In our in vitro experiments, we observed strong binding of stapled peptides SPEP 1, 2, 6, and 7 to DHBDAXX. We also demonstrated that FAM-SPEP7 exhibited competitive binding against peptide ligands derived from cognate interaction partners and was able to release NSIMDAXX from auto-regulation. To further evaluate the potential of these peptides, we investigated their cell permeability. LDH release assays indicated no cytotoxicity in HCT116 cells treated with concentrations up to 50 μM of SPEP1-7 (Fig. S10A, ESI). However, live cell imaging experiments with FAM-SPEP7 revealed its confinement in non-cytosolic compartments, suggesting limited access to endogenous DAXX (Fig. S10B, ESI). To enhance the cellular uptake and target engagement of SPEP peptides, we explored key physicochemical properties known to be crucial for cellular permeability: charge, hydrophobicity, and amphipathicity.48,49 The PEPI template sequence, from which the SPEP1–7 peptides are derived, is highly charged, with an abundance of aspartate, glutamate, and lysine residues, resulting in an overall negative charge. The presence of charged residues can hinder cellular uptake due to the energy required to desolvate these residues for membrane traversal.50 Conversely, a net positive charge is generally beneficial for interacting with negative charges associated with cell membranes (phosphates, glycerols etc.). Therefore, we investigated whether substitutions or deletions of charged residues that are not involved in binding could improve permeability. Additionally, we explored the incorporation of an additional staple to increase the hydrophobic and amphipathic character of the peptides. These double-stapled peptides, known as “stitched” peptides, feature contiguous hydrocarbon staples anchored at a common attachment point. Recent studies have demonstrated that stitched peptides exhibit improved thermal and chemical stability, enhanced proteolytic resistance, increased helicity, and enhanced cell permeability.48,51,52

Design of stitched peptides (STPEP) for improved cell permeability

The binding of SPEP1-7 peptides with DHBDAXX suggested the possibility of designing two stitched configurations by combining specific pairs of staples. These configurations, based on the SPEP1 + 6 and SPEP2 + 7 combinations, involved matching the positions of i, i + 4 staples in SPEPs 1 and 2 with the i, i + 7 staples in SPEPs 6 and 7, respectively. Additional deletions and mutations were incorporated to remove negative charges, resulting in the design of seven stitched peptides, STPEP 1–7 (Fig. 7).
image file: d3cb00149k-f7.tif
Fig. 7 (a) Design of stitched peptide inhibitors of DHBDAXX PPI surface. (a) Helical wheel representation of the linear PEPI template sequence used for the design of stitched peptides. Annotations and colouring as in Fig. 4 except that positions bridged by contiguous hydrocarbon staples i, i,i + 4 plus i,i + 7 are highlighted with red brackets. Sequences of the stitched peptide (STPEP1-7) designs are shown with stitch positions or mutated residues highlighted in red or underlined, respectively. Deleted residues are denoted ‘−’. Residue number is shown in bold above. The number of charged residues, indicating the hydrophobicity of each peptide, is shown to the right with the net charge in parentheses. (b) Structural models generated from MD snapshots for DHBDAXX complexes with the two different stitch configurations. Structural representation as in Fig. 5. Left: Stitched configuration (used in STPEP1–4) resulting from combining SPEP2 and SPEP7 staples. Right: Stitched configuration (used in STPEP5–7) resulting from combining SPEP1 and SPEP6 staples. (c) Binding curves for the interaction of selected stitched peptides with DHBDAXX obtained using fluorescence polarisation.

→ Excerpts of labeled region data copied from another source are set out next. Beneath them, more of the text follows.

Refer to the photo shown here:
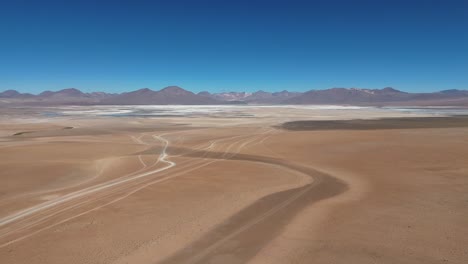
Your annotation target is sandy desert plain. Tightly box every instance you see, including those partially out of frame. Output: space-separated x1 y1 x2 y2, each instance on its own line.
0 106 468 264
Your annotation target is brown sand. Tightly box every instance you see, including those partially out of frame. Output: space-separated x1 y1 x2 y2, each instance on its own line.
0 109 468 264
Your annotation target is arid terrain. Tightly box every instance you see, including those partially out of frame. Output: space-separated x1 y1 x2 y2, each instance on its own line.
0 106 468 264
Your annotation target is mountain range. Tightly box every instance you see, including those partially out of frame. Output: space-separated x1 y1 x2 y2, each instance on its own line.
0 86 468 106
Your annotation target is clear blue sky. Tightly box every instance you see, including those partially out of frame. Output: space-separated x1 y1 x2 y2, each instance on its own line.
0 0 468 93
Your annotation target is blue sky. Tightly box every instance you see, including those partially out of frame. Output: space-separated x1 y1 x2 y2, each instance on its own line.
0 0 468 93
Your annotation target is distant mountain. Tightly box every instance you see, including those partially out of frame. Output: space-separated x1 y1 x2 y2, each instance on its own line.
282 87 411 104
198 90 300 104
101 86 220 105
198 92 251 101
0 86 468 106
245 90 301 104
0 90 34 99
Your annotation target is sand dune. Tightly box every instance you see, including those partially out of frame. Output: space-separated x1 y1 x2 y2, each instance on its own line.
0 108 468 263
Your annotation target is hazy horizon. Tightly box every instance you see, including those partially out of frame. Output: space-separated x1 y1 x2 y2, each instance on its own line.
0 1 468 93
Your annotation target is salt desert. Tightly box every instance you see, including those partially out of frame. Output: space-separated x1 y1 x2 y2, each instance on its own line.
0 106 468 264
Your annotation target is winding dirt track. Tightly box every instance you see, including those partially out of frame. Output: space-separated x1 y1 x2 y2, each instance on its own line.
0 127 346 263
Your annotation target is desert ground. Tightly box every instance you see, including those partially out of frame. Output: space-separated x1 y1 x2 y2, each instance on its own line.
0 106 468 264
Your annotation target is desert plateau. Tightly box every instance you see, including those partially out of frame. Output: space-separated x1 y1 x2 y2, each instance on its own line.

In HREMD simulations, the stitched peptides (STPEP1–7) showed comparable helicity to the parent singly stapled peptides, with greater helicity retained in the central regions and increased flexibility at the termini (Fig. S4, ESI). The MD simulations of the STPEP/DHBDAXX complexes confirmed stable binding, with small rmsd values from the starting conformations of DHBDAXX or STPEPs (Fig. S11, ESI). The hydrocarbon staples remained exposed to solvent without engaging the DHBDAXX surface. Structural snapshots from the simulations predicted that STPEP1, based on the SPEP2 + 7 stitch, retained all the interactions found in the individual stapled peptides, including those at the N- and C-termini, and exhibited similar binding affinity (Fig. 7B and Table S2, ESI). Sequential introduction of mutations E15A (STPEP2) and ΔD1-N2 (STPEP3) did not affect binding. However, the D3N mutant (STPEP4), aimed at further reducing the negative charge, had a deleterious effect due to the loss of a side-chain interaction between D3 and K122 of DHBDAXX (Fig. 7 and Table S2, ESI). MD simulations of the STPEP5-7 peptides, with a stitch based on SPEP1 + 6 staples, predicted a further decrease in binding affinity. Interestingly, reduced helicity was observed in both the bound and unbound forms of STPEP5-7, particularly towards the C-terminal region where several peptide-DHBDAXX interactions were lost. This behaviour deviated from the expected stability provided by the i, i + 7 staple incorporated into these peptides, which stabilizes helix formation in the singly stapled SPEP6 peptide (Fig. 5). These observations suggest that the stitched peptides STPEP5-7 may exhibit different behaviour than anticipated based on the individual staples.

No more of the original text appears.